Evolving Indo-US relations and the prospects

  • The NSG waiver and the subsequent India-US nuclear deal were the most important milestones in the transformation of this bilateral relationship.
  • The inaugural India-US 2+2 dialogue between the foreign and defence ministers of the two countries is another significant step in the same journey.
  • The strategic and defence relationship is underpinned by a common threat in the rise of an authoritarian China that doesn’t hesitate to flout global rules of engagement and aims to upend the US-led global order. US appreciate the role of India in putting up a joint counter to China’s rise.
  • The centrality of India in America’s “Free and Open Indo-Pacific” strategy has been clearly recognized in the National Security Strategy and National Defense Strategy documents of US. The decision to rename the Pacific Command to Indo-Pacific Command was also a symbolic recognition of India’s importance to the evolving American worldview.
  • The resumption of the quadrilateral dialogue between India, the US, Japan and Australia, and US aligning its views with India’s on China’s belt and road initiative (BRI)—signals that India-US Indo-Pacific cooperation has never had greater momentum.
  • There is significant trade and economic cooperation between India and the US as highlighted by the fact that India has a surplus of $23 billion in trade with America.

Associated challenges

  • The US’ CAATSA (Countering America’s Adversaries Through Sanctions Act) law, threatens sanctions against India if the latter goes ahead with its decision to purchase the S-400 surface-to-air missile systems from Russia.
  • US President’s decision to jettison the Iran nuclear deal and reimpose sanctions on Iran and secondary sanctions on entities doing business with Iran has raised uncomfortable questions for India.
  • US walking out of the UNFCCC’s COP21 Paris Agreement on climate change have drawn worldwide criticism. India is still an active participant of it. If India somehow expresses its displeasure for the US move, it adversely impacts the bilateral relations between the two nations.
  • There are areas of cooperation that US President appreciates, like defence sales, and there are those he doesn’t, like H-1B visas for Indians.
  • During the ongoing 2 + 2 dialogue, India and the United States are in a deadlock over contentious trade issues after US is pressing India for additional imports to wipe off the trade surplus that India enjoys.

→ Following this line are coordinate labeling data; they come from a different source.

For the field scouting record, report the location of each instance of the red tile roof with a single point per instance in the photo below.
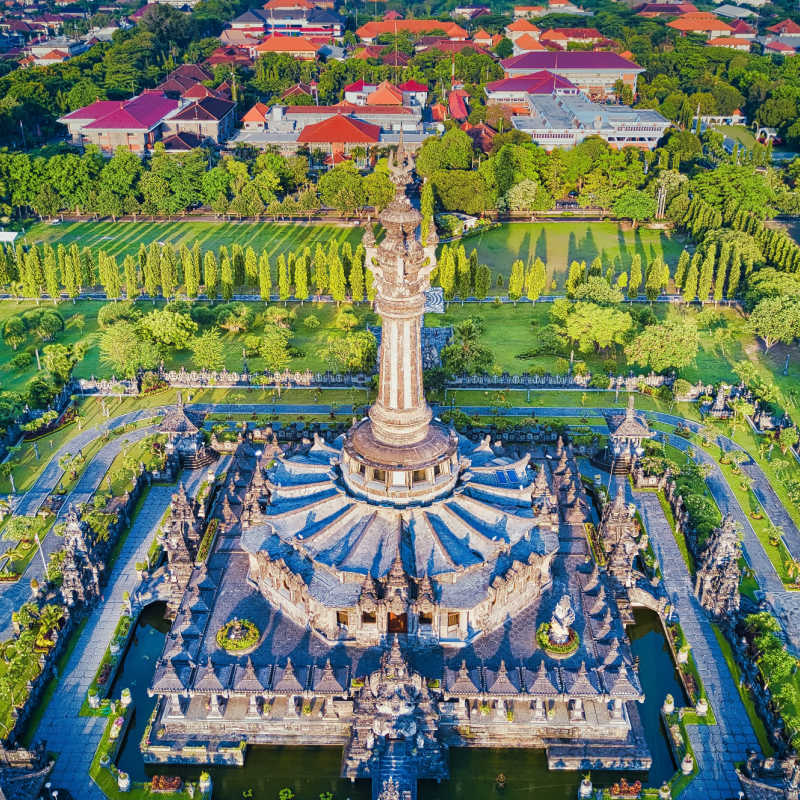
(140, 113)
(787, 26)
(415, 26)
(412, 86)
(258, 113)
(570, 60)
(340, 130)
(542, 82)
(456, 105)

What should the two nations do?

  • The 2+2 dialogue allows the two nations to exchange frank views on various issues. For example – Iran and Russia will definitely figure in the discussions. It is important for both parties to be pragmatic. India has no reason to back away from the S-400 deal with Russia. The India-Russia defence relationship is a legacy of history that cannot be dismantled in a jiffy. Moreover, the operational superiorities of S-400 compared to whatever the US can provide are also well noted. Though India has been provided with a waiver from Caatsa, US would still be very concerned if India purchased major systems from Russia.
  • Geography makes Iran important to India. The oil imports can be curbed, but Iran is still India’s only viable route to Afghanistan and Central Asia. US should acknowledge this and allow flexibility to India in this case.
  • India should keep hammering the China factor and thus prop up the defence and strategic pillar of Indo-US relations.
  • Instead of pressing India for additional imports to wipe off the trade surplus that India enjoys, US should adopt a soft approach giving India good deals to level the trade deficit.


The US has already invested significantly in India and its rise. It should remind itself of the driving factors that led it to make India such an important partner. India should also understand that notwithstanding the churn in the global order—the rise of China and America’s withdrawal—the US remains its most important strategic partner. Such awareness on both sides will help keep the bilateral engagements anchored in realism.